American priest and politician (1917–2013)

Francis X. Lawlor (1917 – November 5, 2013) was an American Roman Catholic priest and politician notable for his advocacy against racial integration in Chicago.

==Biography==
Lawlor was born 1917 in The Bronx. He professed his vows in the Augustinian Order in 1938 and was ordained as a priest in 1945. He taught at St. Rita of Cascia High School in Chicago from 1946 until 1968. At the time, the school was located in Marquette Park, a then-racially segregated, all-white neighborhood.

Lawlor came to prominence as the head of a coalition of white block clubs that fought against Black Chicagoans moving west of Ashland Avenue. Lawlor would later claim his efforts were to prevent white flight. His advocacy brought him into conflict with Archbishop of Chicago John Cody.

In the 1969 Illinois election he was elected as one of two delegates to the Illinois Constitutional Convention from the 25th legislative district. In the 1971 Chicago City Council election, Lawlor defeated Paul Sheridan, the incumbent 16th ward Alderman who had moved from the majority-black 16th ward to the majority-white 15th ward. Lawlor succeeded the late Joseph Kriska.

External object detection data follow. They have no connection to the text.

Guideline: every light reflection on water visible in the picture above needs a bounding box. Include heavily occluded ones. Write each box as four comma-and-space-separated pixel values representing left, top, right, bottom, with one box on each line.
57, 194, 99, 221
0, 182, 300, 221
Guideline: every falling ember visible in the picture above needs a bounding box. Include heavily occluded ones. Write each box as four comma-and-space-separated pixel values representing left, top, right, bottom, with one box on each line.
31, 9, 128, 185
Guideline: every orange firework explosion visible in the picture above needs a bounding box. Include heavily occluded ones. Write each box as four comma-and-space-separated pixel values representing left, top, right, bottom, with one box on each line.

The 15th ward at the time included all or parts of Marquette Park, West Englewood, and Ashburn. Lawlor joined the anti-Daley voting bloc once on the City Council. He left after a single term to challenge Democratic candidate John G. Fary for Illinois's 5th congressional district in the 1975 special election. Lawlor, as the Republican candidate, lost to Fary.

After his term on the Chicago City Council, he served as the Pro-life Director for the Diocese of Rockford from 1976 to 1984 and Director of Moral Decency in Media from 1984 to 1992. He resided in semi-retirement in St. Louis from 1994 to 2005. In 2010, he moved to Franciscan Village in Lemont, Illinois. He died of congestive heart failure on November 5, 2013.